As an organization, we are quite new to Kobo. In the previous data collection tool that we used, we were using incremental loads to avoid loading too much data at once, To do this we used a snapshot functionality that checked to see if there were new data. We used submission date for identifying new entries, and modification date (logged separately from submission date) for entries that were entered incorrectly by the data providers, which were then changed. A colleague would modify the data on browser to ensure data quality. This modification would then be logged as the modified date, which then we included in our incremental loads. I have checked the community forum and the web, but I’m unable to find anything in relation to incremental loads or modifications dates for Kobo. I created a test form, submitted some test entries, and then modified them. After this I took an export of the data, but I’m unable to see a log that corresponds to the data being modified. Are there any suggestions from the dev team regarding a workaround for such functionality? Your help would be much appreciated. Thanking in advance.
Welcome to the community, @ckoyuncu!
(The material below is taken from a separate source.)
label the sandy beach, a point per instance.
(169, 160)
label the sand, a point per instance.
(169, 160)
Could you share a sample of the incremental loads you have used in the post? This should be helpful for us to understand it pictorially.
Let me try to reformulate the question: Hypothetically let’s imagine that my form received 10,000 submissions. When I pull the submissions through an API, an incremental load would essentially allow me to check my existing records of the samples, and only fetch once there is new data. In this scenario, there could be two types of new data: 1) New submissions 2) Modified submissions.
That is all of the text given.